The reality is that this concept is very common. Most people don’t know when to cut their losses. They stay in a job or a relationship long after it has ceased being satisfying, or refuse to admit that a project or case is just too overwhelming. Businesses are not immune from this process. Many companies have continued to sink even more money into a financially risky case simply because they have already put so much money into it already.
Indeed, in some sense it is simply easier to stay with the status quo than to change direction completely. However, there is a major cost to continuing the status quo – time, effort, and lost opportunities can be enormous. In fact, most people can recognize this behavior in others, but refuse to see it in themselves. Why?
The biggest reason is that we already feel that we have invested so much in the process and are unwilling to stop the bleeding. This concept applies in every aspect of life. One study found that people who have been already waiting in a line that never moves are more likely to stay in the line – despite the fact that it doesn’t move– than people who first come to the line without having invested the large amount of time.
The reality is that once a person has realized that he or she probably won’t succeed or that the results will be bad, it shouldn’t matter how much time and effort has already been put into something. However, most people are too invested to back off their position. Most people focus on the effort in the past and not the future.
According to recent research by Northwestern University psychologists Daniel Molden and Chin Ming Hui, there is a simple and effective way to be sure you are making the best decisions when a things go awry: focus on what you have to gain, rather than what you have to lose.
In one of their studies, Molden and Hui found that participants who had been put in a prevention mindset (focused on avoiding loss) stayed the course approximately 80% of the time. People who were not given any change in thinking also stayed the course in virtually the same numbers. In other words, once invested, most people naturally preferred to wage a losing battle. However, when people were primed to think about potential gains, those participants continued in a losing battle less than 60% of the time.
According to the researchers, when you view your choices in what you have to gain rather than what has been invested, we are more likely to see a doomed endeavor for what it is, and try to make the most of a bad situation.

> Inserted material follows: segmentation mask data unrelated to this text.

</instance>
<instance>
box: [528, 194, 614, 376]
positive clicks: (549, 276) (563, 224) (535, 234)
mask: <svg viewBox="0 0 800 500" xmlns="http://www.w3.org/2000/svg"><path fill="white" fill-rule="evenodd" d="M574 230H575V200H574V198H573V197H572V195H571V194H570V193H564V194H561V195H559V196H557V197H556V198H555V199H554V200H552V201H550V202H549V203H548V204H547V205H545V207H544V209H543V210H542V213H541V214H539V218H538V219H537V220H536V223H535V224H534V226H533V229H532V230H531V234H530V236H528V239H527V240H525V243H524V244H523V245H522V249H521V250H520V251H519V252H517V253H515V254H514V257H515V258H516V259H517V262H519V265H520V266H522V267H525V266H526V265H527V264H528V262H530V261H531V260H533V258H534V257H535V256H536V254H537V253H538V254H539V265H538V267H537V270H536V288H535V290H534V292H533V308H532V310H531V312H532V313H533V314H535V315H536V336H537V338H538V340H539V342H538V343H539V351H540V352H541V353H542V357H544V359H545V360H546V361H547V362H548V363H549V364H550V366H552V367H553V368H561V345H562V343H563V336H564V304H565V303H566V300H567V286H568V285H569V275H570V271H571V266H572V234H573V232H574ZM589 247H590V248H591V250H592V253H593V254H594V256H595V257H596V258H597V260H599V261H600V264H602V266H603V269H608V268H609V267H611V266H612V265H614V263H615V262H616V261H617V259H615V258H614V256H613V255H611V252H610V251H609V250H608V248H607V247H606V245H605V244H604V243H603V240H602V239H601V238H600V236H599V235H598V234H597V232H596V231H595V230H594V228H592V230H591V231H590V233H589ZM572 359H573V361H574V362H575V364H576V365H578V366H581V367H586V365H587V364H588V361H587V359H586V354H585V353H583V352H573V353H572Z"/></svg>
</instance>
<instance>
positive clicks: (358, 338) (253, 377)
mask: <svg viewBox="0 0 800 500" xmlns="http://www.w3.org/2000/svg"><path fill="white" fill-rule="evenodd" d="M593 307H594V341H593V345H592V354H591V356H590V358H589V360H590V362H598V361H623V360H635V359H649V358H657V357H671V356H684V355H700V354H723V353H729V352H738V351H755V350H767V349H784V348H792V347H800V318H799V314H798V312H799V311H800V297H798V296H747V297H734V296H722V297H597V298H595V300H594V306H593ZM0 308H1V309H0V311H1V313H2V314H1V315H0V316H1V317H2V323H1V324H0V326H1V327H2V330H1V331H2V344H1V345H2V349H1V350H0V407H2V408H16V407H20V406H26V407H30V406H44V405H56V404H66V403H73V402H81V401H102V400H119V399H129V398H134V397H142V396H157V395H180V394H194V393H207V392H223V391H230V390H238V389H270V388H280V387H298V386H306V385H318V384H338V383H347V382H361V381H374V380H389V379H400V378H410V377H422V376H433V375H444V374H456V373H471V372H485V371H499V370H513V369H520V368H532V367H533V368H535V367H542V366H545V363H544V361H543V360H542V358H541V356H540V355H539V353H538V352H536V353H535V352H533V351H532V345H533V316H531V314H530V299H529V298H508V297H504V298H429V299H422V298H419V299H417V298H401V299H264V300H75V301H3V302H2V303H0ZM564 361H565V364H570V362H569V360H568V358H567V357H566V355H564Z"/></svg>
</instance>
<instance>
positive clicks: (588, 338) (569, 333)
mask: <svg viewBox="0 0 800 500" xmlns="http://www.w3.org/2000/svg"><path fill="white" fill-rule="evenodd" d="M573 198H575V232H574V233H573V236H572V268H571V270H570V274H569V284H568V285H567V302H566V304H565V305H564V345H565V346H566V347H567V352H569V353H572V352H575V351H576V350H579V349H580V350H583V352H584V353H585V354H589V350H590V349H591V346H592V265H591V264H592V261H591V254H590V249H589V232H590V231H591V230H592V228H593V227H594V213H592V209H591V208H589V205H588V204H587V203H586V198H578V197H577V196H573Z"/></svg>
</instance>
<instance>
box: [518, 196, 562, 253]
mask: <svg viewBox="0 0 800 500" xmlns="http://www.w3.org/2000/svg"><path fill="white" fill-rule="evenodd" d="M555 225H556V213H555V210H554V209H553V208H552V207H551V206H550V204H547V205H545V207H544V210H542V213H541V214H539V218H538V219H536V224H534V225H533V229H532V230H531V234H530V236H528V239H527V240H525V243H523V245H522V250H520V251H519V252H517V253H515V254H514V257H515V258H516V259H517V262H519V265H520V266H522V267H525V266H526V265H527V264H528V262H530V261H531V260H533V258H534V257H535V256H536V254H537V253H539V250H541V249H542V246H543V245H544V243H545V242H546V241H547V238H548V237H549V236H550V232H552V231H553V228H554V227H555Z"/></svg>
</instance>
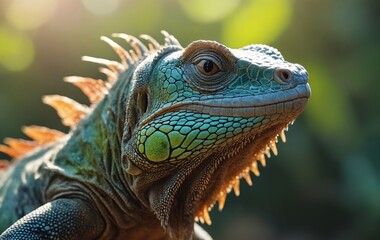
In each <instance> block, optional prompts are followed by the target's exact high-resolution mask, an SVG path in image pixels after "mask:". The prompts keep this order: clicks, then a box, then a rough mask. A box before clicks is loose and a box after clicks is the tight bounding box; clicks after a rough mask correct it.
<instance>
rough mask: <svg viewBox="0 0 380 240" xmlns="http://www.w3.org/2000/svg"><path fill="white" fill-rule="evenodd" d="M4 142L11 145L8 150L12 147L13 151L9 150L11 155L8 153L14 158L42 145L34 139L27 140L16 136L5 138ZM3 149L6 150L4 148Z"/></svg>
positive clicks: (9, 152)
mask: <svg viewBox="0 0 380 240" xmlns="http://www.w3.org/2000/svg"><path fill="white" fill-rule="evenodd" d="M4 143H5V144H7V145H8V146H9V147H8V150H9V149H11V151H8V152H9V153H11V154H12V155H9V154H8V153H7V154H8V155H9V156H11V157H13V158H16V157H19V156H21V155H23V154H25V153H27V152H29V151H30V150H32V149H34V148H36V147H38V146H39V145H40V144H38V143H37V142H34V141H27V140H24V139H15V138H6V139H4ZM6 147H7V146H6ZM2 150H4V148H3V149H2ZM2 150H1V151H2ZM6 151H7V150H6ZM2 152H4V151H2Z"/></svg>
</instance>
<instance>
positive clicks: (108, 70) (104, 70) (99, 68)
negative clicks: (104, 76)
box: [99, 67, 118, 84]
mask: <svg viewBox="0 0 380 240" xmlns="http://www.w3.org/2000/svg"><path fill="white" fill-rule="evenodd" d="M99 72H101V73H103V74H104V75H106V76H107V81H108V82H109V83H110V84H114V83H115V82H116V80H117V77H118V76H117V74H115V73H114V72H112V71H111V70H109V69H108V68H104V67H100V68H99Z"/></svg>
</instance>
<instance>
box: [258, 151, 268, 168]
mask: <svg viewBox="0 0 380 240" xmlns="http://www.w3.org/2000/svg"><path fill="white" fill-rule="evenodd" d="M257 160H259V161H260V163H261V165H262V166H263V167H265V166H266V165H267V163H266V159H265V156H264V154H263V153H262V154H260V155H259V156H258V159H257Z"/></svg>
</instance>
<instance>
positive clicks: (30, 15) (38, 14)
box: [5, 0, 57, 30]
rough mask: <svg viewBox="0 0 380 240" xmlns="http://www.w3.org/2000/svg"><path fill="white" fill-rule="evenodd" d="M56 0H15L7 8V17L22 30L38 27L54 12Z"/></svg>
mask: <svg viewBox="0 0 380 240" xmlns="http://www.w3.org/2000/svg"><path fill="white" fill-rule="evenodd" d="M56 5H57V1H56V0H49V1H45V0H33V1H30V0H13V1H11V2H10V3H9V5H8V6H7V7H6V9H5V17H6V19H7V20H8V22H10V23H11V24H12V25H13V26H14V27H16V28H18V29H20V30H29V29H36V28H38V27H40V26H41V25H42V24H44V23H45V22H47V21H48V20H49V19H50V18H51V17H52V16H53V14H54V11H55V9H56Z"/></svg>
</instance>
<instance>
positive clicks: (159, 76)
mask: <svg viewBox="0 0 380 240" xmlns="http://www.w3.org/2000/svg"><path fill="white" fill-rule="evenodd" d="M134 79H135V86H134V94H133V96H132V97H133V99H134V101H132V102H131V105H130V106H129V107H128V111H127V112H128V113H129V115H130V116H133V117H132V118H133V120H132V121H130V122H129V123H128V124H129V126H128V129H131V130H130V131H126V133H125V136H124V139H125V140H124V149H123V155H124V159H123V164H124V167H125V169H126V171H127V172H128V173H129V174H130V175H131V183H132V184H131V185H132V190H133V191H134V192H135V194H136V196H137V197H138V198H139V199H140V200H141V202H143V204H145V205H146V206H147V207H148V208H150V209H152V210H153V212H154V213H155V215H156V216H157V217H158V218H159V219H160V221H161V224H162V225H163V226H164V228H166V229H167V230H169V232H171V234H172V235H173V236H174V237H176V238H183V237H187V236H190V235H191V233H192V229H193V223H194V218H195V219H198V220H200V221H201V222H206V223H210V222H211V221H210V217H209V215H208V212H209V210H211V208H212V207H213V206H214V203H215V202H216V201H217V200H219V208H220V209H221V208H222V207H223V205H224V201H225V198H226V195H227V193H228V192H230V191H231V189H234V191H235V194H237V195H238V194H239V182H240V179H241V178H243V177H244V178H245V179H246V180H247V182H248V183H249V184H251V178H250V175H249V174H250V171H253V172H254V174H255V175H258V174H259V173H258V168H257V160H259V161H261V164H262V165H265V156H264V155H265V154H267V155H269V148H271V149H272V150H273V153H274V154H275V155H277V149H276V147H275V146H276V145H275V142H276V141H277V136H278V135H281V137H282V138H284V135H283V134H284V133H283V130H284V129H286V128H287V127H288V125H289V124H290V123H291V122H293V121H294V119H295V118H296V117H297V116H298V115H299V114H300V113H301V112H302V111H303V109H304V107H305V104H306V102H307V99H308V97H309V96H310V88H309V85H308V84H307V80H308V74H307V72H306V70H305V69H304V68H303V67H302V66H300V65H298V64H291V63H289V62H286V61H284V59H283V57H282V56H281V54H280V53H279V52H278V51H277V50H276V49H274V48H271V47H268V46H264V45H250V46H247V47H244V48H241V49H229V48H227V47H225V46H223V45H221V44H219V43H217V42H212V41H197V42H193V43H192V44H190V45H189V46H188V47H186V48H185V49H179V48H169V49H166V50H165V49H164V50H163V51H161V52H159V53H157V54H156V56H151V57H148V58H147V59H145V60H144V62H143V63H142V64H141V65H140V67H138V69H137V70H136V72H135V75H134Z"/></svg>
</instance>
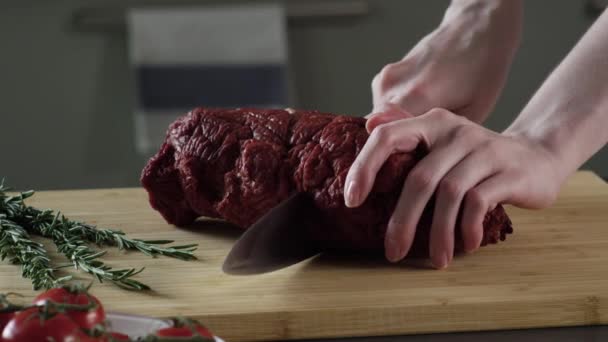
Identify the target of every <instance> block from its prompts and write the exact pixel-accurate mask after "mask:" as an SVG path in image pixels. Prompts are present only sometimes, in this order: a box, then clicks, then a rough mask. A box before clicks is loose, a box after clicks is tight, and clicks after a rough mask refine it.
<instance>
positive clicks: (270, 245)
mask: <svg viewBox="0 0 608 342" xmlns="http://www.w3.org/2000/svg"><path fill="white" fill-rule="evenodd" d="M318 215H319V212H318V211H317V209H316V208H315V206H314V203H313V202H312V199H311V198H310V197H309V195H307V194H305V193H295V194H293V195H291V196H290V197H289V198H288V199H287V200H285V201H283V202H281V203H280V204H279V205H277V206H276V207H275V208H273V209H272V210H270V211H269V212H268V213H266V215H264V216H263V217H262V218H260V219H259V220H258V221H257V222H255V223H254V224H253V225H252V226H251V227H249V228H248V229H247V230H246V231H245V233H243V235H242V236H241V237H240V238H239V240H237V242H236V243H235V245H234V246H233V247H232V249H231V251H230V253H229V254H228V256H227V257H226V260H225V261H224V265H223V267H222V269H223V271H224V272H225V273H228V274H235V275H251V274H261V273H268V272H272V271H276V270H279V269H282V268H285V267H288V266H291V265H293V264H297V263H299V262H301V261H303V260H306V259H308V258H311V257H313V256H315V255H317V254H319V253H320V252H321V249H320V248H319V246H318V244H317V243H315V242H314V241H313V240H312V239H311V237H310V230H311V227H312V226H313V225H314V224H318V220H317V219H318Z"/></svg>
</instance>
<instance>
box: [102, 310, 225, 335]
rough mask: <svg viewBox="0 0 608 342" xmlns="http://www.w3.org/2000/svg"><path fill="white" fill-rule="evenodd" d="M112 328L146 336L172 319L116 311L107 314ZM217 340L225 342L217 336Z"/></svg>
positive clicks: (164, 326)
mask: <svg viewBox="0 0 608 342" xmlns="http://www.w3.org/2000/svg"><path fill="white" fill-rule="evenodd" d="M106 318H107V320H108V324H109V326H110V330H111V331H114V332H119V333H121V334H125V335H128V336H129V337H130V338H138V337H145V336H146V335H149V334H152V333H154V332H155V331H157V330H159V329H163V328H168V327H170V326H171V325H172V323H171V321H168V320H163V319H158V318H151V317H145V316H136V315H127V314H121V313H116V312H108V313H107V314H106ZM215 341H216V342H224V341H223V340H222V339H221V338H219V337H217V336H215Z"/></svg>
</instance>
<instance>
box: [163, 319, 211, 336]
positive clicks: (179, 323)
mask: <svg viewBox="0 0 608 342" xmlns="http://www.w3.org/2000/svg"><path fill="white" fill-rule="evenodd" d="M154 335H156V336H158V337H194V336H202V337H207V338H209V339H211V340H213V334H212V333H211V332H210V331H209V330H207V328H205V327H203V326H202V325H200V324H199V323H198V322H196V321H176V322H175V326H174V327H170V328H164V329H160V330H158V331H156V333H155V334H154Z"/></svg>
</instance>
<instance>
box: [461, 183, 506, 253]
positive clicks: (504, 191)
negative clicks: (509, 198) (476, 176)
mask: <svg viewBox="0 0 608 342" xmlns="http://www.w3.org/2000/svg"><path fill="white" fill-rule="evenodd" d="M514 181H515V180H514V179H513V177H511V176H509V175H508V174H507V173H504V172H499V173H496V174H494V175H492V176H490V177H488V178H487V179H485V180H484V181H482V182H481V183H480V184H478V185H477V186H475V187H473V188H472V189H470V190H469V191H467V193H466V195H465V199H464V209H463V212H462V221H461V222H462V224H461V226H462V227H463V228H464V227H470V228H467V229H470V230H474V231H475V232H476V234H478V235H479V236H476V241H475V243H474V245H473V244H472V245H468V246H467V245H466V244H465V250H467V249H469V250H471V247H474V248H472V249H475V248H478V247H479V245H481V241H482V239H483V220H484V218H485V216H486V214H487V213H488V211H490V210H492V209H494V208H495V207H496V205H497V204H498V203H504V202H506V201H508V200H509V198H510V197H511V195H512V193H513V188H512V186H513V182H514Z"/></svg>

The key to the decision here is not what you have to gain in the future, but what you have to gain today by stopping the bleeding. If the litigants focus on how much money has been spent to date, they will be primed to continue the litigation; but instead if they focus on how much money can be saved today by not going forward, they are more likely to see the problem with throwing good money after bad.
Showing the parties what they have to lose is critical in being able to focus on the gains. For example, in my case yesterday, at one point the defense offered a substantial sum of money to resolve the litigation. The plaintiffs were concerned that the money was not enough. By having them focus on the fact that if they went forward, there was a significant chance that they could not only wage a losing battle, but they would also lose what had been offered to date. By realizing that what they had in hand was better than taking a risk for the future the parties were able to determine that the settlement was better than the ongoing risk of litigation.